Lawsites: Guest Editorial: Tell the Whole Truth, Thomson Reuters. – “CLEAR is not Clear”

Dream on !!!

(This is a guest editorial by Emma Pullman, head of shareholder engagement and responsible investment at the British Columbia General Employees’ Union (BCGEU) in Canada, a minority shareholder in Thomson Reuters, and Sarah Lamdan, a lawyer and librarian who researches and writes about library vendors and service providers, and who wrote a 2019 law review article on the legal ethics related to the use of Thomson Reuters’ products by ICE. Their bios are at the end of the editorial.)

Thomson Reuters is one of the world’s largest data corporations, owner of Westlaw, Reuters news service, and the CLEAR investigative platform. As one of the nation’s most significant data brokers, the Toronto-based company sells access to billions of personal data points, drawn from thousands of sources, to insurance companies, financial institutions, and U.S. government agencies, including Immigration and Customs Enforcement.

Scrutiny of the company is now at a peak. Next week, shareholders will vote on a resolution asking Thomson Reuters to commission and publish an independent human rights impact assessment of how its products are used by law enforcement and immigration enforcement agencies. The proposal was filed by the BC General Employees’ Union (BCGEU), a long-time shareholder that has been engaging the company on this issue since 2020, though the company’s relationship with ICE predates that by years.

When ICE began building its “Extreme Vetting” program in 2017, Thomson Reuters signed on to help construct what has become the largest commercial data surveillance infrastructure in the United States. The company has entered into contracts with ICE worth tens of millions of dollars. ICE has described Thomson Reuters’ data services as “mission critical” to its operations and has integrated the company’s data into tools including Motorola’s license plate readers, PenLink’s live location tracking, and Palantir’s software.

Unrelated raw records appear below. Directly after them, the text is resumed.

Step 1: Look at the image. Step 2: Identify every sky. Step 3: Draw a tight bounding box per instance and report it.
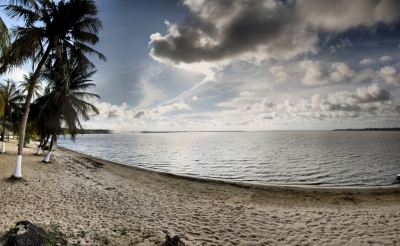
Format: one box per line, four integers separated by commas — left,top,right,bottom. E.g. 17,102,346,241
0,0,400,132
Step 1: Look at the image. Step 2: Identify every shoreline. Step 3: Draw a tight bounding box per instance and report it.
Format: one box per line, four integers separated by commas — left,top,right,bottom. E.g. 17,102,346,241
57,145,400,193
0,141,400,246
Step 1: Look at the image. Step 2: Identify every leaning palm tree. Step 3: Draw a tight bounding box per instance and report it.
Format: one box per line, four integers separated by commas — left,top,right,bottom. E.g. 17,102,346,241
34,56,99,162
19,73,42,99
0,79,25,153
0,0,106,178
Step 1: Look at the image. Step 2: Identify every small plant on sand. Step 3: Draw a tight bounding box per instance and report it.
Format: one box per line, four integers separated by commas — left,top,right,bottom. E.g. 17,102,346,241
39,224,68,246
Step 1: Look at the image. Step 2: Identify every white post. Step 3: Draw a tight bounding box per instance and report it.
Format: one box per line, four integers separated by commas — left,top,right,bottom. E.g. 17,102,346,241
13,155,22,178
43,151,51,163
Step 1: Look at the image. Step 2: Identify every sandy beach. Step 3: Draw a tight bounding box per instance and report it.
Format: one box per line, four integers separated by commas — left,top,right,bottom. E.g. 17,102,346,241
0,141,400,245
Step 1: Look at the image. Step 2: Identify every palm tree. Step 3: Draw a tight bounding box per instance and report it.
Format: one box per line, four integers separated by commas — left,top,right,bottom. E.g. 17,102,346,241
19,73,42,99
0,0,106,178
34,56,99,162
0,79,25,153
0,18,10,51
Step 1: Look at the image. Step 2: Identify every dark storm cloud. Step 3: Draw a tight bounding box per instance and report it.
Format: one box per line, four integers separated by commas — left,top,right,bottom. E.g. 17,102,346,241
285,84,400,118
150,0,400,64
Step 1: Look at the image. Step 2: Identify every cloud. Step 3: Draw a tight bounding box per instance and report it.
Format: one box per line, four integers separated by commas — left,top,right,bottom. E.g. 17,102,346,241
378,66,400,86
296,0,400,32
107,109,118,118
134,110,145,119
379,56,393,62
360,58,376,65
299,60,329,86
269,66,288,82
284,84,400,120
150,0,400,64
134,100,192,120
330,62,355,82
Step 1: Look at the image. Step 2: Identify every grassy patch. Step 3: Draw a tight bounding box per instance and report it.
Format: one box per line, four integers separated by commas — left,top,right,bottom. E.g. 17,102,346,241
40,224,68,246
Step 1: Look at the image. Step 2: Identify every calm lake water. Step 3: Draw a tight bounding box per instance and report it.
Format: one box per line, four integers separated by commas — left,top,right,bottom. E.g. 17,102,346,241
58,131,400,185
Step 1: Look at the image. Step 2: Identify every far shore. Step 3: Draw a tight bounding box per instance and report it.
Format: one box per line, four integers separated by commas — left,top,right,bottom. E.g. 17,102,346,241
58,146,400,193
0,140,400,245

Despite this documented record — established through public contract disclosures, extensive investigative reporting, fact-checked books on immigration surveillance, and congressional testimony — Thomson Reuters maintains that it is not providing ICE with surveillance tools. Lawmakers at a congressional hearing on data brokers and the Department of Homeland Security treated the company’s data-sharing arrangements with ICE as established fact. The company’s response has consistently been that critics are “misunderstanding” how its products work.

The scrutiny has not been limited to outsiders. Hundreds of Thomson Reuters employees signed a letter calling for greater transparency. Two employees who raised concerns internally were allegedly terminated, prompting a whistleblower lawsuit and an unfair labor practice complaint.

The company’s position rests on a narrow framing: it provides access to records that are already public, not records requiring a warrant. But this argument confuses the nature of individual data points with the nature of aggregated surveillance. It is also worth asking the obvious question: if Thomson Reuters is simply repackaging freely available public records, why does ICE pay it millions of dollars for the service?

The answer lies in what CLEAR actually does. The platform allows users to retrieve thousands of data points about any individual: current and historical addresses, known associates and family members, vehicle information, employment history, phone numbers, financial records, and location history. It can map social networks: who someone lives with, who they call, who they are connected to. It aggregates data from social media, and according to published reporting, in some cases dating profiles; the kind of intimate personal information shared in contexts people reasonably assume are private.